Small business owners may not realize the tax law change in 2017 created a tremendous opportunity for them to save thousands of tax dollars. The law created IRC Section 199A, which allows for the Qualified Business Income (QBI) deduction. This deduction applies to pass-through businesses that are not set up as C-corporations (e.g., sole proprietors, partnerships, S-corps). These pass-through businesses can now deduct 20% of QBI within certain limitations.
Most business owners and their CPAs know about the QBI deduction, but they don’t know about the additional benefit of coupling the deduction with the right retirement plan. Using a retirement plan can qualify a pass-through business for the 20% deduction that otherwise might not have been eligible. Also, contributing to a retirement plan can increase the QBI deduction amount a small business owner can take.

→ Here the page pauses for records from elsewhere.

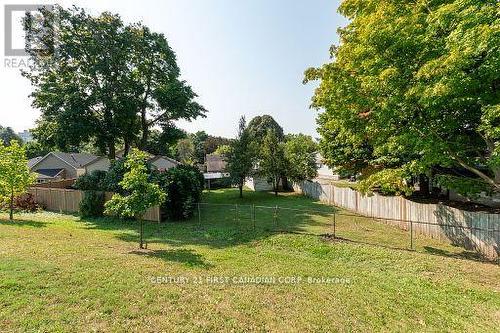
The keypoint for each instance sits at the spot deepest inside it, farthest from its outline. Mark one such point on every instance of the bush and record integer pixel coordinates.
(93, 181)
(92, 204)
(26, 202)
(184, 186)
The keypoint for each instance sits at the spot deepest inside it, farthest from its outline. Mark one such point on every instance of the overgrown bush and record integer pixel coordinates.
(93, 181)
(386, 182)
(26, 203)
(92, 204)
(184, 186)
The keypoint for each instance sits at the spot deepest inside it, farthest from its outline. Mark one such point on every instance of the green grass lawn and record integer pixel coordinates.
(62, 273)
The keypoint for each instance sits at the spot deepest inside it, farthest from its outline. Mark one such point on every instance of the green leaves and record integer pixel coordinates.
(413, 83)
(141, 193)
(15, 176)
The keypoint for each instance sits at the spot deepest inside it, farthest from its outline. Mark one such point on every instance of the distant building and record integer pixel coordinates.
(57, 166)
(26, 136)
(215, 163)
(324, 171)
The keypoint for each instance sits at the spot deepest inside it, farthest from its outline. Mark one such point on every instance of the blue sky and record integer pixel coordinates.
(244, 57)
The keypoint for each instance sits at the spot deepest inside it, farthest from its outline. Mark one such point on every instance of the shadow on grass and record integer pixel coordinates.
(468, 255)
(184, 256)
(23, 223)
(228, 225)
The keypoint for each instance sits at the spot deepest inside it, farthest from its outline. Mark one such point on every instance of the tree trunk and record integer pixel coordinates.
(423, 182)
(141, 243)
(11, 206)
(111, 149)
(126, 147)
(496, 172)
(145, 130)
(286, 185)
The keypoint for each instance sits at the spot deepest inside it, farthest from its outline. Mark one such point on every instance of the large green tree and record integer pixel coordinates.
(273, 163)
(259, 126)
(104, 81)
(414, 87)
(240, 156)
(7, 135)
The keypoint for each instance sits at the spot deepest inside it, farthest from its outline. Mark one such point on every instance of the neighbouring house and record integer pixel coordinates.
(324, 172)
(26, 136)
(215, 163)
(257, 183)
(56, 166)
(160, 163)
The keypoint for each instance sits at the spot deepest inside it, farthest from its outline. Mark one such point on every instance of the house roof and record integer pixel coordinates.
(157, 157)
(49, 173)
(75, 160)
(215, 162)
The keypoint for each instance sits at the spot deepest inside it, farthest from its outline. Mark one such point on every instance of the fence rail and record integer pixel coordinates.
(473, 230)
(68, 200)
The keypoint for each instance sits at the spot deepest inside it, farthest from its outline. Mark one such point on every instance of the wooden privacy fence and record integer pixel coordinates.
(68, 200)
(478, 231)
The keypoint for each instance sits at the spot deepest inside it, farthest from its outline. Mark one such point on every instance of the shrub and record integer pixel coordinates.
(184, 186)
(386, 182)
(92, 204)
(26, 202)
(93, 181)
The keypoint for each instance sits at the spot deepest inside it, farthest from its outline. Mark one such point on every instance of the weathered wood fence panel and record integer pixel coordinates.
(478, 231)
(68, 201)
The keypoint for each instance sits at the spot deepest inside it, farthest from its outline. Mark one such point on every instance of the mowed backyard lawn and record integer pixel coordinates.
(62, 273)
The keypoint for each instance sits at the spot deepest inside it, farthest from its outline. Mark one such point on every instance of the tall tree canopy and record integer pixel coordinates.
(414, 87)
(241, 156)
(15, 176)
(260, 125)
(7, 135)
(104, 81)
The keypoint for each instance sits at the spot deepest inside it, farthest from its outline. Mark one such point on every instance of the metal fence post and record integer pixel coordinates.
(199, 213)
(236, 215)
(334, 225)
(411, 234)
(253, 216)
(276, 216)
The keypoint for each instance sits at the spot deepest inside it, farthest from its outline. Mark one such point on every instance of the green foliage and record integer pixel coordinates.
(95, 181)
(7, 135)
(213, 143)
(468, 187)
(15, 176)
(184, 186)
(413, 83)
(273, 163)
(387, 182)
(241, 156)
(300, 153)
(124, 81)
(141, 193)
(259, 126)
(163, 142)
(92, 204)
(185, 151)
(223, 150)
(114, 176)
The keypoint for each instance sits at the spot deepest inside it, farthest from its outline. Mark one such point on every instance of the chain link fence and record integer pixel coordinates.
(339, 225)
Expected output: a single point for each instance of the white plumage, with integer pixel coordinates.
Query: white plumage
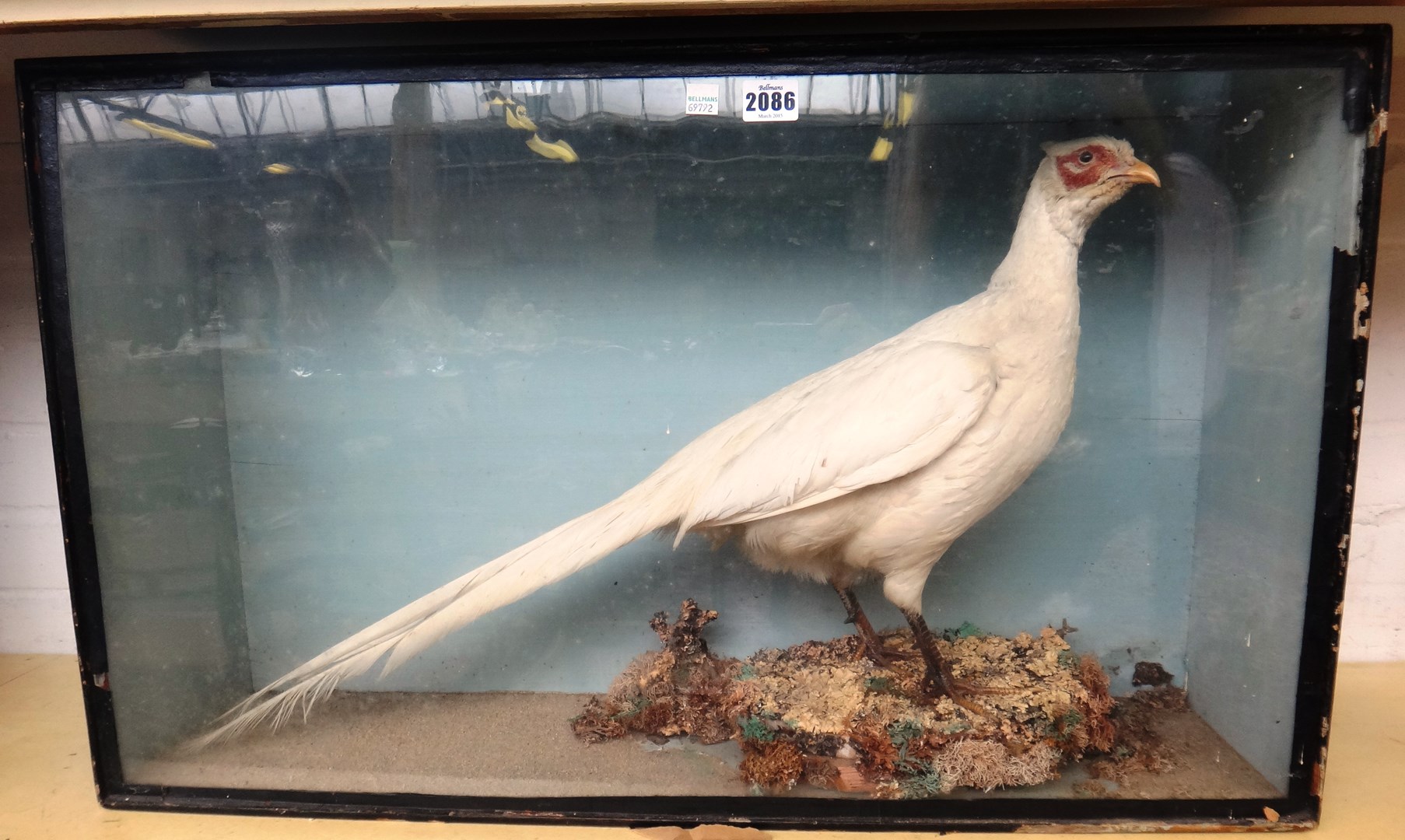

Let’s look at an example of what is called a “super deduction”. As a partner in a law practice, Mary is considered part of a specified service trade or business (SSTB) and her income limits her ability to take advantage of the QBI deduction. She makes $415,000, $100,000 more than the allowable amount to use the deduction as a SSTB. If she can contribute $100K to a retirement plan, she lowers her taxable income to the QBI threshold of $315K. This allows her to fully utilize the 20% QBI deduction, resulting in a $163,000 total deduction ($100K retirement & $63K QBI deductions). This strategy saves Mary near $50,000 in Federal Taxes, a significant sum.
Every person’s tax situation is different. Always talk your tax accountant before implementing any strategy that could impact your taxes. But if your situation is right, working with your CPA and a Retirement Specialist could save you significant tax dollars.